As he climbed, he had thought about it. Following this predator—or these predators, as the case seemed likely to be—further remained a tantalizing idea. The leopard wanted to know what it was that was stalking his mountain. No, it was more than curiosity. He needed to determine if this was a threat to him, either in the present or the future.
Killing a wild boar was impressive enough that he could not afford to ignore this.
If it was a truly dangerous enemy, the leopard should snuff it out now, before it became fully accustomed to the thin mountain air and learned to navigate the forest more deftly.
He descended and renewed the hunt. This time, as he walked, the leopard almost immediately heard noises. High-pitched cries. He recognized them.
Macaques. Easy prey, individually. But he heard more than one.
He slowed and moved more cautiously, prioritizing stealth. The leopard was an ambush predator.
He passed a tree and saw them in the distance. His brow furrowed in slight confusion. This was not the first time he had seen something he did not understand in this world. But it might be the most perplexing.
His eyes must be deceiving him. The leopard inched closer, step by cautious step, his skull-patterned rosettes blending into the dappled shadows but providing him less and less camouflage with the slowly strengthening morning light.
What he saw still did not make sense as he drew closer.
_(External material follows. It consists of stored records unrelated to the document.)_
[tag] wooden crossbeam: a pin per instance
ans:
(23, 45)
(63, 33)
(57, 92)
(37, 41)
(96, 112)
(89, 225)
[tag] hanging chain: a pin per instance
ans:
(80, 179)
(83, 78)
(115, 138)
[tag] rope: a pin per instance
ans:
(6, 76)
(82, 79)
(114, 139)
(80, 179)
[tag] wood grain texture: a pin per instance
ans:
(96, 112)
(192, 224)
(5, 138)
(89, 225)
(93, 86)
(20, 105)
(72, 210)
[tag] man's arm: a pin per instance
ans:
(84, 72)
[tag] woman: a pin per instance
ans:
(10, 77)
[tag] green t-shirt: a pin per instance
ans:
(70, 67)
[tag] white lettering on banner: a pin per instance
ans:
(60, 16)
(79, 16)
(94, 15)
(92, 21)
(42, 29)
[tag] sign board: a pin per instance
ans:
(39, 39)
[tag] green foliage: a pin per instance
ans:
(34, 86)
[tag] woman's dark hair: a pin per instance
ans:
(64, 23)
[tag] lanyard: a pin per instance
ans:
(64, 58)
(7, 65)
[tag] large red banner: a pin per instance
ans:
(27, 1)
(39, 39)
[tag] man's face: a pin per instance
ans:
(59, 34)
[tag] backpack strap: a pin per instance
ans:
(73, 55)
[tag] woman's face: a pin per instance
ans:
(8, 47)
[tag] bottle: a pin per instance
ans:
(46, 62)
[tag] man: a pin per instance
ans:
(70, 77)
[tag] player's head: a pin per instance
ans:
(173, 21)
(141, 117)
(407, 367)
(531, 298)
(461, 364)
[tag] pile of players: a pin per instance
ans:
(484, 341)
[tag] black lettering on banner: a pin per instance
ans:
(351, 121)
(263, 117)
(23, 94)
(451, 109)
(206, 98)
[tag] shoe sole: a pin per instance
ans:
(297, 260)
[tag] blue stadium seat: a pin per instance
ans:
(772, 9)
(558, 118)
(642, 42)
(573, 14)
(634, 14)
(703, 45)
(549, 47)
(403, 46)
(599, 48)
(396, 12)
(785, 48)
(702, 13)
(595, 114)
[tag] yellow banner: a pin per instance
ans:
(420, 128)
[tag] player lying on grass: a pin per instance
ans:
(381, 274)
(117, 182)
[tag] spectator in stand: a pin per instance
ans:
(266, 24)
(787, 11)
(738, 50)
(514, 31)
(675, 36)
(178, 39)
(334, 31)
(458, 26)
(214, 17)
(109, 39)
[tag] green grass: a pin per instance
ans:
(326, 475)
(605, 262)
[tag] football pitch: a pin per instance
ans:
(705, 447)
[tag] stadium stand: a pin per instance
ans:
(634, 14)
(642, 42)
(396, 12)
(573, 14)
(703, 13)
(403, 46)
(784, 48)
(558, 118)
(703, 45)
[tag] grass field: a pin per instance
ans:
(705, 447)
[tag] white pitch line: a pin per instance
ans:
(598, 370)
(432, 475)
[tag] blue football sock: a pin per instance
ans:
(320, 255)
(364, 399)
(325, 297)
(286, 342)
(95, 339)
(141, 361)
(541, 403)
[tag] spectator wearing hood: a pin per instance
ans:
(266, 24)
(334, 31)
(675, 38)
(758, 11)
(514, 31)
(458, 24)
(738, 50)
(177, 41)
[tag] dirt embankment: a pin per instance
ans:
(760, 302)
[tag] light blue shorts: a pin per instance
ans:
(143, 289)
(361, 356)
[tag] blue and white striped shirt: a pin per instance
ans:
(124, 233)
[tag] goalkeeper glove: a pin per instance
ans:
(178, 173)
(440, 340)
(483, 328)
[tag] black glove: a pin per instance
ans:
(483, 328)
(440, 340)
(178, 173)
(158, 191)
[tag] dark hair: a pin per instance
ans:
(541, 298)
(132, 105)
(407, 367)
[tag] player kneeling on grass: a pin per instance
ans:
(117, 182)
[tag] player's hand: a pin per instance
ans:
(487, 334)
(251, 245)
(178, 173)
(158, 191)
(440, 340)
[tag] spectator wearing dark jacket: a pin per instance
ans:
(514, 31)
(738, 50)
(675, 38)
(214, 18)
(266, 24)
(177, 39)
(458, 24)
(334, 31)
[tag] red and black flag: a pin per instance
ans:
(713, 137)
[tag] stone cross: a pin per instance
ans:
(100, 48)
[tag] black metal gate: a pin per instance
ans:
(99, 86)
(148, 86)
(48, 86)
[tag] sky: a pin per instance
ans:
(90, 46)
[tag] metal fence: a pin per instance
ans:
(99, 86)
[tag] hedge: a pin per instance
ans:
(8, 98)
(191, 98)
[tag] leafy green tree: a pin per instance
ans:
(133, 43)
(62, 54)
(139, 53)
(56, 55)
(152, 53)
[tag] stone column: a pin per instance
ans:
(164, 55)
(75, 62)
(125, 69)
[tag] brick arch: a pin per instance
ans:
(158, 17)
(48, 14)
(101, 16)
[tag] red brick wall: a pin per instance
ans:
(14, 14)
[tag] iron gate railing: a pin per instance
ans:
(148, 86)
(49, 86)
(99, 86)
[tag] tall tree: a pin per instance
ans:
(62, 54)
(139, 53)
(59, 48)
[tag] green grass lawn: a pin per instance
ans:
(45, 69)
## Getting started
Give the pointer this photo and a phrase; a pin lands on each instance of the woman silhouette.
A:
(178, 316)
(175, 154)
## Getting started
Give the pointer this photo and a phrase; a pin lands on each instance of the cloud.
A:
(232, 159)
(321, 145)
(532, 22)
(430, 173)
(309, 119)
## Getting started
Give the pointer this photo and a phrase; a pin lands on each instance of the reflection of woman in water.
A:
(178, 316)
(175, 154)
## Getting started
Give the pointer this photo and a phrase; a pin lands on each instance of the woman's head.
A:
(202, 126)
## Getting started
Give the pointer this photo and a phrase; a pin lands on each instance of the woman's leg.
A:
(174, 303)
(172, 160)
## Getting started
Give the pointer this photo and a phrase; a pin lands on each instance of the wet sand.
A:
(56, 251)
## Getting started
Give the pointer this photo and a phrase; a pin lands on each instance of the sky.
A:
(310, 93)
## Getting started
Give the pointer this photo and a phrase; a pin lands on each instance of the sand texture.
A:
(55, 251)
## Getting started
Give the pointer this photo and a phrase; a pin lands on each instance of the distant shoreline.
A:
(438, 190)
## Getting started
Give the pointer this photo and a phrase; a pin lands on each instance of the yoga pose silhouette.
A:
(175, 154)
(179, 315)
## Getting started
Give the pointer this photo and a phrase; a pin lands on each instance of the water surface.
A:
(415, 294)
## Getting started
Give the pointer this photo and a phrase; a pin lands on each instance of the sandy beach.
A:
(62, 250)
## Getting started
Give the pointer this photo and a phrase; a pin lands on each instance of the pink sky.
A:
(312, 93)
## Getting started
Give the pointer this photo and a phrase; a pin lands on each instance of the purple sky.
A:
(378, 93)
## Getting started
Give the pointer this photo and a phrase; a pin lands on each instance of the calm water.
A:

It looked as if a few of the hairless apes had three macaques—two males and a female—almost fully surrounded, their backs to the open air. That was comprehensible enough. Humans hunted animals sometimes.
The strange part was that filling in the circle cutting off the macaques from retreat appeared to be moving assortments of bone. Skeletons.
But the dead could not move.
The leopard’s hair stood on end. He felt deeply uneasy. For the first time since he began this hunt, he seriously wondered whether he could actually take on these enemies. They were more numerous than he had anticipated, and there was so much off about them. Aside from the walking skeletons, the others smelled wrong—the odor of corruption of the flesh.
His mind worked over the rare occasions when he had seen things he did not understand. Usually, in his experience, that meant magic. He did not understand it, but he did not need to. He knew enough. It was something that could injure him, or even kill him—as it had done to his mother when she encountered a hairless ape wielding seeds and wood as weapons. That had been most of the leopard’s lifetime ago, but the lesson stuck.
As he considered his options, the macaques cried out again—a desperate effort to summon help. The hairless apes and skeletons seemed to take those noises almost as a signal. They leaped upon the macaques and began—with strength beyond what the leopard would have expected of humanoids—ripping the monkeys apart. This was more efficient than the earlier kills, but messier than the boar had been, perhaps because the macaques were too numerous to be dispatched by holding them down and quickly ripping their throats out.
The leopard stood frozen, staring at the sight for several seconds as he considered what to do. He shook his head. It was time to retreat.
He took his first step backward.
A twig snapped underfoot.
The leopard heard rather than saw a movement from above and to his side, up in the trees. He twisted his head to look. His peripheral vision was a weak point.
He saw a human cub sitting in the branches of the tree above him. The human must have been sitting impossibly still to have avoided the leopard’s notice at such close range. Still as death. Pale, too. The cub said something in the hairless apes’ peculiar language.
The leopard could not understand the words, but he could interpret the tone. Mockery.
He was tempted to respond with a lunge for the cub’s throat. But he sensed the other hairless apes shuffling in his direction. They seemed to have finished with the macaques rather quickly.
Without further thought, the leopard ran. Behind him, the dead gave chase.